In 2019, she published “Federal Indian Law as Paradigm Within Public Law” in Harvard Law Review—the journal’s first Indian law article in nearly 15 years. In 2005, Philip Frickey, a leading constitutional law and federal Indian law expert, had argued that Indian law is incoherent and incompatible with public law principles, but Blackhawk took Frickey’s widely accepted argument head on. It was public law principles that were incoherent, she asserted, because of the erasure of Native people and American colonialism in constitutional law’s development.
Blackhawk’s approach to her research and scholarship began while she was a student at Stanford Law School. Her student note offered a novel interpretation of Congress’s jurisdiction stripping powers under Article III, contributing to the nascent field of constitutional interpretation that took account of later amendments and their impact on the original document. “Professor Janet Alexander, my faculty advisor and fed courts professor, initially thought the idea was crazy. Jurisdiction stripping is a wildly overwritten area,” Blackhawk remembers. Alexander calls Blackhawk’s paper “the most persuasive, and the most original, contribution to understanding of this perennial issue I [had] seen in years.”
As a fellow at Harvard Law School, Blackhawk became fascinated with how the public engaged directly in the lawmaking process—the practice now known as lobbying. “I had a faculty member tell me very bluntly that ‘there is nothing interesting left to say about lobbying,’” Blackhawk says, but in a 2016 article in Stanford Law Review, she took on the longstanding presumption that the US lobbying system is shielded by the Petition Clause.
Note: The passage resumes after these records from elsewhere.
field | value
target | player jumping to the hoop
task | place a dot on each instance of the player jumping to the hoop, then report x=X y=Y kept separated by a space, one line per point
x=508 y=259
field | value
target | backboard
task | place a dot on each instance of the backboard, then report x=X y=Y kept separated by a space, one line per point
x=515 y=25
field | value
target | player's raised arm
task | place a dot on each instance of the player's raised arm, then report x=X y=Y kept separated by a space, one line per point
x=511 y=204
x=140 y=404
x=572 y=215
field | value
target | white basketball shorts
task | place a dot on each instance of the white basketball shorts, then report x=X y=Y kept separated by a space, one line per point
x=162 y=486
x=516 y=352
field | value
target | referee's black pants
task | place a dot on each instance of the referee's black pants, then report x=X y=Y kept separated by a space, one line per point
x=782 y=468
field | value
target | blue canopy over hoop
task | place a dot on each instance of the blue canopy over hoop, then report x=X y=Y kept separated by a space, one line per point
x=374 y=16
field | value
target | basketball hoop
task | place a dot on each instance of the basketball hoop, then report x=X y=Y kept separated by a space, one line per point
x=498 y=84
Instead, Blackhawk argued that latter-day lobbying, steeped in special interests, actually violated the right to petition, once a viable avenue for any individual. “Professor Blackhawk’s work in this area is arresting,” says Yale Law School Dean Heather Gerken, adding, “She never fails to make me think about a question differently than I did before.”
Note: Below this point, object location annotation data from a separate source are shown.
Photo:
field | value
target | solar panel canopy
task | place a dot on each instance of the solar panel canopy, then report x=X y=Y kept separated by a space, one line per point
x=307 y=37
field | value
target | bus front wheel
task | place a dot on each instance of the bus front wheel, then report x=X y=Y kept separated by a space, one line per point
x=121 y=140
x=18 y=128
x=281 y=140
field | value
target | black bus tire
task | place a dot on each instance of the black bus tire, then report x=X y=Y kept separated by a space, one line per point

Blackhawk’s scholarship is seamlessly interdisciplinary, encompassing legal history, political science, and social science. After graduate work in linguistic anthropology, she trained for a number of years on large-scale social science projects. This training came in handy on the Congressional Petitions Database, a database of more than 500,000 petitions to Congress, that she co-led while at Harvard. Her 2018 Yale Law Journal article illuminates how the petition process, enshrined in the First Amendment, has historically given voice to individuals and unenfranchised minorities and led to the modern administrative state, offering a counterargument to those who suggest the administrative state clashes with the Constitution. It won the American Society for Legal History’s William Nelson Cromwell Article Prize for “combin[ing] exhaustive archival and empirical research with a deft handling of administrative law.”
“It’s not very often that one sees in anyone’s scholarship a truly fresh approach and way of understanding well-trod subjects....[Blackhawk] has all of that in her early work, and she’s continued all the way through her recent tenure decision [at the University of Pennsylvania Carey Law School] to show that she has many fresh ideas,” says Harvard Law Professor Martha Minow.
Blackhawk joins NYU Law as professor of law after four years at Penn, whose Professor Serena Mayeri notes that the 2021 graduating class voted the law school’s Harvey Levin Memorial Award for Teaching Excellence to Blackhawk. “She’s known for being deeply engaged, innovative, and intellectually rigorous,” says Mayeri. “Students regularly describe how she transformed the way they think about the law.”